Nach diesen Worten drehte er sich um und entfernte sich. Man denke ja nicht, daß ich die Pflicht gehabt hätte, ihm

wegen der an mich gestellten Wünsche zu zürnen. Sie waren nicht so unbegründet, wie man vielleicht denken mag. Um

dies einzusehen, muß man wissen, von welcher Art die Christen sind, auf die sich Omars Worte bezogen.

Da sind zunächst die Touristen. Man gehe einmal durch die Scharia Bab el Hadid nach dem Bahnhofe, um diese

Leute bei ihrer Ankunft aussteigen zu sehen. Sie kommen eigentlich nicht, sondern sie werden gebracht; sie steigen nicht

aus, sondern sie werden ausgestiegen. Sie bilden Cook- oder Stangen-»Herden«, welche sich jeder Selbständigkeit

begeben und ihren Hirten zu parieren haben. Sie sind nicht mehr Personen oder gar

Individualitäten, sondern einfach Gegenstände des betreffenden Reisebureaus. Im Bahnhof aus- und vor den Hotels

wieder abgeladen, haben sie die Zimmer zu nehmen, die man für sie bestimmt, zur vorgeschriebenen Zeit zu essen und

zu schlafen, um zwischen diesen Zeiten truppweise auf die touristische Weide getrieben zu werden. Sie machen den

Eindruck der Unwissenheit und der Hilflosigkeit, und jeder Eingeborene, dessen Dienste sie in Anspruch nehmen

müssen, hält es für sein gutes Recht, ihre Unkenntnis möglichst auszubeuten.
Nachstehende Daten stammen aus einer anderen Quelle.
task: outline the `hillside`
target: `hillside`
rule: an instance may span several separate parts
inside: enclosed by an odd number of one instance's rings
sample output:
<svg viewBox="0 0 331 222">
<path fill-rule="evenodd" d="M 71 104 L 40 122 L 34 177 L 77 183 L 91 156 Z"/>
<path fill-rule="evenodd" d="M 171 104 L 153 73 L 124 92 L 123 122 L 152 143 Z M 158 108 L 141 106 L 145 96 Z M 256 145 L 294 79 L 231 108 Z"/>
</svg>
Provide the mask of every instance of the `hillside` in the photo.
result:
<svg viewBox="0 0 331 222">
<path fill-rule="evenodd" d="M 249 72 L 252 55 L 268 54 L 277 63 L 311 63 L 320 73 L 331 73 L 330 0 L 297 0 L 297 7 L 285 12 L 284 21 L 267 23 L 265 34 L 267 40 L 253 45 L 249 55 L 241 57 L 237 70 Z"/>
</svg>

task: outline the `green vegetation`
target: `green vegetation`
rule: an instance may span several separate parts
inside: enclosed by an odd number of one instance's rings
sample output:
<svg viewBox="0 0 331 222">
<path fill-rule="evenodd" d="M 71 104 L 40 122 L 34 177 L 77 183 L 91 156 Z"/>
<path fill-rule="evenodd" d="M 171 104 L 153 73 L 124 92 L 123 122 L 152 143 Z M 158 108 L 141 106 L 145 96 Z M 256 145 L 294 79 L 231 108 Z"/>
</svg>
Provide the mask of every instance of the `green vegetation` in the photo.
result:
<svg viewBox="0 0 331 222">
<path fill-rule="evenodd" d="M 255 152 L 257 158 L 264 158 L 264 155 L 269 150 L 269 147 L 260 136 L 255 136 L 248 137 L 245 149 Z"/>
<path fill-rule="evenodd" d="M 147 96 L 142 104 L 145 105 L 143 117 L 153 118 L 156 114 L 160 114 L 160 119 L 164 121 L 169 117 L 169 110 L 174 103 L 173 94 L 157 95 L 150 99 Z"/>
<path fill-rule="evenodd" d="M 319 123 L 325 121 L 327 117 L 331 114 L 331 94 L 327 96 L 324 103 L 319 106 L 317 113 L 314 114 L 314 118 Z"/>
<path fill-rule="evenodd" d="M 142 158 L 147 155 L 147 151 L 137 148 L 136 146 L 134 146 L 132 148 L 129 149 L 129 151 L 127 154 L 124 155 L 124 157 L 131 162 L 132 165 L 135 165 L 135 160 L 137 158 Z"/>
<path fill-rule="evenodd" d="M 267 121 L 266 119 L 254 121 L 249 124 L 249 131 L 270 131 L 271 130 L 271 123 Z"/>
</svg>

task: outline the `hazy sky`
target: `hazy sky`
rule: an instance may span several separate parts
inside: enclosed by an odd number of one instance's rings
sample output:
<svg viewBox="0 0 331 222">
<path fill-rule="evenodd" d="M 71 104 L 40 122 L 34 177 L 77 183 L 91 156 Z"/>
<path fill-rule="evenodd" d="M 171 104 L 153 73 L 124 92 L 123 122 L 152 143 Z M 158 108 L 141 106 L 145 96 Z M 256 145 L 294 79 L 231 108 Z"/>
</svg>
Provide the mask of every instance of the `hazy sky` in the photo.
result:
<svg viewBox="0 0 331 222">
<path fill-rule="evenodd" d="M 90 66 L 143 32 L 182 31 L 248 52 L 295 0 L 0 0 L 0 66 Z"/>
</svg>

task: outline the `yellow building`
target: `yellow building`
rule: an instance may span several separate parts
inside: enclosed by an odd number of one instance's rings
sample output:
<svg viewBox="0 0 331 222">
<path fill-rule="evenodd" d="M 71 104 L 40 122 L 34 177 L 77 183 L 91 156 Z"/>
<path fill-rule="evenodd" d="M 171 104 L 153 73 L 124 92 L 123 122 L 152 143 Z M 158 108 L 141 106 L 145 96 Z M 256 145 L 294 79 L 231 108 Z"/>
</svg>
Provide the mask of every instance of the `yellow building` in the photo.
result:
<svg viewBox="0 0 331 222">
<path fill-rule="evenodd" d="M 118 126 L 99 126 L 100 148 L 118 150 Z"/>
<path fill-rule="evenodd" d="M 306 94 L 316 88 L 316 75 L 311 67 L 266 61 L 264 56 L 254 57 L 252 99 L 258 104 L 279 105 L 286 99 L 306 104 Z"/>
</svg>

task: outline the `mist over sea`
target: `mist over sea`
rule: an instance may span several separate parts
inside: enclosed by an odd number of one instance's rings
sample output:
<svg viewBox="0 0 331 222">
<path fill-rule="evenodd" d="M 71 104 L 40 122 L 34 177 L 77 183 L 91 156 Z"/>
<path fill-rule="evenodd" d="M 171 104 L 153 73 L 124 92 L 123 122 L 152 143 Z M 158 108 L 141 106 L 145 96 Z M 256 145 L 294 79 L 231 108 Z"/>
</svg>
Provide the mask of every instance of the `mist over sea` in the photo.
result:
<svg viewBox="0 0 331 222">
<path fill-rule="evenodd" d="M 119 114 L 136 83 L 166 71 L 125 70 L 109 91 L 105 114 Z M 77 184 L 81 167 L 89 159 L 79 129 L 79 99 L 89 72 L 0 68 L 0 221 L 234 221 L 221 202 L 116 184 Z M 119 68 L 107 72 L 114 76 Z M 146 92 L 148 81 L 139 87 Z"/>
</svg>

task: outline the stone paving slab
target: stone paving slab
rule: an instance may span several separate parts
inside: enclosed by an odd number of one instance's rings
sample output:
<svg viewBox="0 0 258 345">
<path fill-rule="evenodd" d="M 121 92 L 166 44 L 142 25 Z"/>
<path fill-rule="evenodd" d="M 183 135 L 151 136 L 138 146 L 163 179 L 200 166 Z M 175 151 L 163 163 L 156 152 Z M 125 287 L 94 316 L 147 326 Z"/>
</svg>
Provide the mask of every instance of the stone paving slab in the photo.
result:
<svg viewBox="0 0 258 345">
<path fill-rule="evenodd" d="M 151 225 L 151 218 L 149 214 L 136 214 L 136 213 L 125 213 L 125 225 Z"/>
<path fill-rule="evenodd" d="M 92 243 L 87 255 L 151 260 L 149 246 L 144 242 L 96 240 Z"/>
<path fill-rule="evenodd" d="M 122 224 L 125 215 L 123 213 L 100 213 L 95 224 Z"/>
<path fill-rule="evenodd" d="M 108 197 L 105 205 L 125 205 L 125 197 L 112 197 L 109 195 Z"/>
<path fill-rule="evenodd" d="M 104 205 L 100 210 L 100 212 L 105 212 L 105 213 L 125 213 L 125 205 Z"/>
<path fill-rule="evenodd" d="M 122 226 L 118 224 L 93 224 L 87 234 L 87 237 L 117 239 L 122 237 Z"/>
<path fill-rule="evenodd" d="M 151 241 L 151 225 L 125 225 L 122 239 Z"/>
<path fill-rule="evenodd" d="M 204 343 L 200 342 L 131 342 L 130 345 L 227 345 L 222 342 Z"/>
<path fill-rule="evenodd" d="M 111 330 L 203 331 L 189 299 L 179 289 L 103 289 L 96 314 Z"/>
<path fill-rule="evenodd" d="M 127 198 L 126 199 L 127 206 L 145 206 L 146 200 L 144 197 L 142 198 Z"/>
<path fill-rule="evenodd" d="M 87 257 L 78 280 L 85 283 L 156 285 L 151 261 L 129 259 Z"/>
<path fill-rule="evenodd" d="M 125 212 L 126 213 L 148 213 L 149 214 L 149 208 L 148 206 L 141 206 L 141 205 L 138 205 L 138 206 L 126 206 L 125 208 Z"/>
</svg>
Sie mögen sich nun gegen ihn verhalten,

wie sie wollen, höflich oder grob, freigebig oder nicht, auf alle Fälle betrachtet er sie als Personen, die sich mit ihm nicht

messen können und deren Heimat eine so traurige ist, daß sie weite und kostspielige Reisen machen müssen, um

einmal etwas Schöneres und Besseres zu sehen. Er sieht und hört ihre laute Bewunderung für Alles, was für ihn zu den

Alltäglichkeiten gehört; er wird von ihnen als halbes Wunder photographiert; er steht dabei, wenn sie bei ihren Einkäufen

für Dinge, welche aus Deutschland kommen und dort eine Mark kosten, vielleicht den zehnfachen Preis bezahlen; kurz,

was sie ihm einflößen, ist nichts weniger als das Gefühl der Hochachtung, und wenn sie von Jedermann mit den Worten

»Bakschisch« angerufen und verfolgt werden, so dürfen sie sich nicht etwa denken, daß man unter dieser »Gabe« ein

unverdientes Almosen versteht, sondern sie als einen Tribut betrachtet, welchen der Einheimische zu fordern berechtigt

und der Fremde aber zu geben verpflichtet ist. Ich habe noch keinen Wirt, Händler, Führer, Dolmetscher und Eselsjungen

gesehen, der nicht überzeugt gewesen ist, diesen ihrem Erklärer immer hilflos nachlaufenden Christen weit, weit

überlegen zu sein. Und dieses Urteil ist stets ein verallgemeinerndes. Der Orientale braucht nur einen einzigen Punkt zu

bemerken, in Beziehung auf welchen er dem Abendländer über ist, so steht sofort in ihm die Ueberzeugung fest, daß

dieser Vorzug auch in jeder anderen Hinsicht vorhanden sei. Natürlich wird diese falsche Annahme vor allen Dingen auch

auf den Glauben ausgedehnt. Der Tourist, besonders der sogenannte »Herdentourist«, hat seine Individualität daheim

gelassen und bringt nichts als nur seine Neugierde und seinen Geldbeutel mit; er ist ein personifiziertes Bakschisch,

welches das Abendland dem Morgenlande bringt. Dieses Bakschisch zieht dort den Betrug, die Habsucht und die Lüge

groß, fließt meist in die Kassen nicht einheimischer Geschäftsleute und bringt dem eigentlichen Oriente wohl keinen, am

allerwenigsten aber einen geistigen Nutzen. Seine Seele aber bleibt nicht unberührt.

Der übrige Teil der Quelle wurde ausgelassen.